Trivially speaking, Additive Manufacturing offers to designers an incredible freedom. Nowadays, engineers can basically conceive, and then produce, parts of any possible shape. Naturally, such statement is still “ideal”, since AM products often do not offer the same level of reliability and durability of parts which are produced via“traditional technologies” (i.e. subtractive manufacturing). Nonetheless, we can imagine, for an imminent future, the full feasibility of integrated additive manufactured, multi-material , complex-shaped structures in a single production step. These parts already start to represent a final product rather than a mere prototype.

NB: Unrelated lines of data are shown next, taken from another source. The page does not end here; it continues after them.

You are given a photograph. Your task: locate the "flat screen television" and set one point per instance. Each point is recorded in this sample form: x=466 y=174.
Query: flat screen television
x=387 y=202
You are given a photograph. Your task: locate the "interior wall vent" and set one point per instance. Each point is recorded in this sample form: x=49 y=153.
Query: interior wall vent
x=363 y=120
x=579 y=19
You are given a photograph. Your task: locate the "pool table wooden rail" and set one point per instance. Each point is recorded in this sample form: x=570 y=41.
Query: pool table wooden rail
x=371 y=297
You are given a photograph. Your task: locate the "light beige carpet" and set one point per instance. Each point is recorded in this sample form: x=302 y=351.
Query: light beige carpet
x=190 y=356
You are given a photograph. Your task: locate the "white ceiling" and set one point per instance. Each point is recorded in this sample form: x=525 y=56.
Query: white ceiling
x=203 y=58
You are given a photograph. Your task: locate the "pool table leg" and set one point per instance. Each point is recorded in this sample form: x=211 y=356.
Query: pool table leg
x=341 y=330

Indeed, we should notice that the term Additive Manufacturing has basically substituted the term Rapid Prototyping or 3D printing, in order to underline a closer link to the end-use component.
What are the main challenges facing the future development of AM technologies?
At the moment, any technology related to Additive Manufacturing is evolving very quickly, both in terms of productions processes and in terms of available materials. For what concerns AM of metal parts,the main challenges are represented by the costs, which are still too high for a widespread use and/or access to the technology from the general public and by the capability to obtain good performance (mostly in terms of structural properties in case of static or dynamic loading). For an end-user perspective, as stated above, the main challenge is surely the latter one, i.e. to obtain the same“reliability” as compared to metal parts produced via CNC.
As for plastic parts, the current issues to be solved are basically the same, although 3D printing of low-cost plastics is already de-facto accessible to everyone: an entry-level 3D printer can be purchased for few hundred euros. In this case, several materials can now be employed ranging from the well-known ABS and PLA, up to soft, rubber-like, polymers. Nonetheless, it is undeniable that the structural properties which can be achieved, for instance, via injection molding are still better when compared to their AM counterpart. Nonetheless, such performance gaps are rapidly decreasing.
What is, in your opinion, the main connection between Additive Manufacturing and Circular Economy?
Speaking as a researcher which is mainly interested in AM, one topic that I personally find extremely interesting is related to the recycling of plastics that are then turned into filaments for 3D printers. Within the AMICE project, as a consortium, we are investigating a high number of case studies (or pilot lines) here including possible connections and “cross fertilization” of issues related to AM and issues related to Circular Economy. The example that I cited above is one above many. In particular, as a final project outcome, both SME and Research Organizations will be able to access an online portal providing extensive information about both topics and a direct support to companies willing to further explore these fascinating fields.
For what concerns your region (i.e. Liguria – Italy), do you see many companies which are investing in Additive Manufacturing?
Without a doubt, yes. I can cite an interesting example connected to the yacht industry, which is very strong in the La Spezia area. Within this particular field, Additive Manufacturing is already employed to produce parts of big yachts in a 1 to 1 scale. I personally believe that is a perfect example of how AM basically fits in every possible industrial market. In my opinion, also thanks to the AMiCE project,several SME will soon realize the practical and economic benefits that AM may bring along.